How does coaching fit in to the development strategy in your organisation?

Perceptions of coaching (and coaches) vary greatly, and that’s hardly surprising. There are some excellent professional bodies out there laying down rigorous standards and CPD (continuous professional development) requirements for their members; but in reality, the coaching profession is unregulated and anyone can call themselves a coach. It is the Wild West of people development.

So in a marketplace where anyone and everyone feels justified in adding ‘coaching’ to their list of skills on LinkedIn, what is it really? What happens in a coaching session, run by a skilled coach? And who should you trust to provide it to your business?

In traditional training, information is given to the learner to consider, accept and apply. Training tends to trade in the enhancement of knowledge and skill. Coaching works the other way round and has a different starting point. Put simply, coaching is concerned with the exploration of the individual’s own thought processes, needs, motivations and beliefs. It recognises that for all of us, regardless of our place in our organisation or our society, our beliefs and attitudes drive our behaviour. By understanding ourselves better, we can make conscious decisions that benefit us and those we live and work with.

This approach applies right across the coaching ‘spectrum’, from life coaching – which typically focuses around lifestyle, health, personal relationships and confidence building – right through to the hard-nosed corporate market, where the work is about strategy, effective leadership and working through specific business challenges.
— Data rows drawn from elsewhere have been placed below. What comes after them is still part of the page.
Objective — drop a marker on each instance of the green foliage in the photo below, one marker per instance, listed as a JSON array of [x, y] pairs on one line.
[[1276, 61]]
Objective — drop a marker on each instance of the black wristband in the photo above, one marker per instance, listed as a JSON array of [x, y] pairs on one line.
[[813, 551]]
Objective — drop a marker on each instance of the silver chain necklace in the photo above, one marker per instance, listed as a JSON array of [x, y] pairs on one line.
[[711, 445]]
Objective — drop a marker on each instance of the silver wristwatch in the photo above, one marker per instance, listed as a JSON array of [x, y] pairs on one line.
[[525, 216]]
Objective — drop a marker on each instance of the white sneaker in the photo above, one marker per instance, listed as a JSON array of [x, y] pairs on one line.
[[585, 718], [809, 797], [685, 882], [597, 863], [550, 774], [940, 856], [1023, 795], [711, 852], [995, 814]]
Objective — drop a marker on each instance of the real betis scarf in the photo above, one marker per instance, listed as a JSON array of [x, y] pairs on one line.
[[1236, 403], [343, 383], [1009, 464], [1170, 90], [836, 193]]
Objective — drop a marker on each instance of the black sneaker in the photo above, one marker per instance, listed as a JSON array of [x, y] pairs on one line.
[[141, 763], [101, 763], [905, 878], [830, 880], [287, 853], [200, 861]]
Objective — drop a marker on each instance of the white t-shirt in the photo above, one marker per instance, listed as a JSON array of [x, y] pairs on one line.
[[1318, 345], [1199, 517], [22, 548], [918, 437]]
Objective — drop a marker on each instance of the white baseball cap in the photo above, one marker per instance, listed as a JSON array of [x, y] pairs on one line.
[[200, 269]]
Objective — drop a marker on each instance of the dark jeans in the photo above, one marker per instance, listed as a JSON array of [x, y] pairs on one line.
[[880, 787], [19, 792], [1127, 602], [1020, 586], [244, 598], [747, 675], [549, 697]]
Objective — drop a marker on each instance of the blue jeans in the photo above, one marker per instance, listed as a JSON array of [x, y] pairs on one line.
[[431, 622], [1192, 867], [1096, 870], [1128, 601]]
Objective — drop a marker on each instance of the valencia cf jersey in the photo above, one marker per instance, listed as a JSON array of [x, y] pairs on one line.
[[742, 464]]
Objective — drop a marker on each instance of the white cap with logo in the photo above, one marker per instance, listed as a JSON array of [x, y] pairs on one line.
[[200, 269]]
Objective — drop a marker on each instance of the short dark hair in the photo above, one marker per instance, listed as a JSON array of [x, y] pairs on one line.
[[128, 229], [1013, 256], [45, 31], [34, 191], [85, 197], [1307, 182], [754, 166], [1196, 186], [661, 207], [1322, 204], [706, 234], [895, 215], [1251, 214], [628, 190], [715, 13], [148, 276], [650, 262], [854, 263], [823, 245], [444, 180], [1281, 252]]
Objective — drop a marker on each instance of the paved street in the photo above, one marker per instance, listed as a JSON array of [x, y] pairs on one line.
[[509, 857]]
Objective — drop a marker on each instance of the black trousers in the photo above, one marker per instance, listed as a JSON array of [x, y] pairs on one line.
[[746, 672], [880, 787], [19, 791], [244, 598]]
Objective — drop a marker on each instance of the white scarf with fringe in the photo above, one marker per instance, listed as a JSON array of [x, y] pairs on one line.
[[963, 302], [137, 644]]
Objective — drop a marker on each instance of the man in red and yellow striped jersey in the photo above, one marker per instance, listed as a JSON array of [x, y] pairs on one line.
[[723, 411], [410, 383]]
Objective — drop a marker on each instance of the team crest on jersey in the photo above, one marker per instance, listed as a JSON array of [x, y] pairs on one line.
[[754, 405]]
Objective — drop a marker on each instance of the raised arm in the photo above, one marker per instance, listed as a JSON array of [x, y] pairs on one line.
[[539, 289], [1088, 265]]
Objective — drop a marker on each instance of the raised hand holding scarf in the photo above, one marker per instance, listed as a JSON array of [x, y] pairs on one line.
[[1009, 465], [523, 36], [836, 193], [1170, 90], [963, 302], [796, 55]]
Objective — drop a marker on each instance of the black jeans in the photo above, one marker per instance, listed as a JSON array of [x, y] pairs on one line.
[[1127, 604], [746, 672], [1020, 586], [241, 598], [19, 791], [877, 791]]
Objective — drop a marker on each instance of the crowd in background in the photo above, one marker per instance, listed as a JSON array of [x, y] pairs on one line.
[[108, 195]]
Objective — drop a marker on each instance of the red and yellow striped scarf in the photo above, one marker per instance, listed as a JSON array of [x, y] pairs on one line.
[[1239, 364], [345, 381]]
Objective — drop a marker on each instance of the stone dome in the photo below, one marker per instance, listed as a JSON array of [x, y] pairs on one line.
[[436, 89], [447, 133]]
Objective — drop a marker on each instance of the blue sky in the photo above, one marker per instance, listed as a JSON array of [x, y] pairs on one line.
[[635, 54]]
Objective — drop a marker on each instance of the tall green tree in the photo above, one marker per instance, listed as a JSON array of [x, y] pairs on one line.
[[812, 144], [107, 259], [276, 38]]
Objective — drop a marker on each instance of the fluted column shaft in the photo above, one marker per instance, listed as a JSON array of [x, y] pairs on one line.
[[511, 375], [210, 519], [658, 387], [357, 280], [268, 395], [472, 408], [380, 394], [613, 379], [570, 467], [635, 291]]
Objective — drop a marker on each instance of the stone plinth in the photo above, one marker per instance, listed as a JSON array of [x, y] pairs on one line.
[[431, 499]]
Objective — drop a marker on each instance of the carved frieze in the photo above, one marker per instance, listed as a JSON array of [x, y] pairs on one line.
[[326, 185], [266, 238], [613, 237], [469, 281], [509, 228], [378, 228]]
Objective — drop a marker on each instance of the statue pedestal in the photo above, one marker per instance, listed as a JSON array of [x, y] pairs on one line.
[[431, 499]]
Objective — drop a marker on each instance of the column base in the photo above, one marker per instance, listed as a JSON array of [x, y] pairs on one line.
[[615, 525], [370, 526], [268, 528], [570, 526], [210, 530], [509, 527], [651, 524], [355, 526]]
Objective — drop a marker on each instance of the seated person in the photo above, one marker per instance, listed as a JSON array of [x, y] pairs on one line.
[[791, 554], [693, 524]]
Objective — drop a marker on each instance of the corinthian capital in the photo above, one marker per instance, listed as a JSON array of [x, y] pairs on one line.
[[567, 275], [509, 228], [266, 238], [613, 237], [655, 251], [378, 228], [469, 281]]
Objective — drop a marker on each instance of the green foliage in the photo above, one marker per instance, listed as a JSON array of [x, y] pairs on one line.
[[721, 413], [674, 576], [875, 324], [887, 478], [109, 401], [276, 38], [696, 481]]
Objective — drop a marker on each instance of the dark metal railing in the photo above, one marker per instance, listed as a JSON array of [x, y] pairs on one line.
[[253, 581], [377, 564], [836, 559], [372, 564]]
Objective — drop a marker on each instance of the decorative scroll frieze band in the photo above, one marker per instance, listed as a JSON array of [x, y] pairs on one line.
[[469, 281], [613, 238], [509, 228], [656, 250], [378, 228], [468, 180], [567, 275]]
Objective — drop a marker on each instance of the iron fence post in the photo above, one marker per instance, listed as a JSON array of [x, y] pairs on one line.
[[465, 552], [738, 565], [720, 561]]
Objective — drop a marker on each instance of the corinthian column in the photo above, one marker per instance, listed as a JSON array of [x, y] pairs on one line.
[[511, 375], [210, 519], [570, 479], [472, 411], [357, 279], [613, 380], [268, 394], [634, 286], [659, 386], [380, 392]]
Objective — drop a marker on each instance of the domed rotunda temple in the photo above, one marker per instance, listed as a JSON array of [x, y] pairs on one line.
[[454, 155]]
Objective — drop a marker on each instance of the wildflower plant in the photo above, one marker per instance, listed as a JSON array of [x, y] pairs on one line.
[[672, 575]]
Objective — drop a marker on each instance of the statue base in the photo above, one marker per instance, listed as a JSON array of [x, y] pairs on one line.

The marketing and messages may differ according to the target audience, but fundamentally, great coaching uses the same ingredients:

  • A starting point of unconditional positive regard by the coach to the client, meaning no bias or agenda is brought into the room by the coach.
  • A partnership between coach and client that is confidential, non-judgmental and completely at ease.
  • Listening by the coach at a level of quality you will rarely experience anywhere else, combined with insightful, powerful questioning to provoke deeper thinking.
  • Respectful but robust challenging of the assumptions and beliefs that show themselves, and which could be impacting negatively on the client’s outlook and actions.

It all sounds deceptively simple, and be honest… does that also sound a little bit, well… soft and fluffy to you? If so, here’s one reassuringly hard headed statistic for you, based on just one study: “Training was found to improve manager performance by 22% – but when coaching support was added into the mix, this rocketed up to 88% improvement.”* This pattern is borne out in study after study.

The wonderful Kim Morgan of Barefoot Coaching (provider of the Postgraduate Certificate in Business and Personal Coaching at Chester University) has the perfect words of reassurance for her sceptical corporate clientele: “I don’t hug trees and I don’t knit my own yogurt,” she says. I daresay if you want to do those things better, there will be a coach out there for you. (And there may indeed be some newly verified value in tree-hugging, but that’s for another time…). But if what you need is to get improved business results, you would be well advised to investigate coaching as an integral part of your people development strategy without delay.

(cf: Olivero et al (1997). Executive Coaching as Transfer of Training Tool Public Personnel Management (Vol 26, No 4, Winter ed.)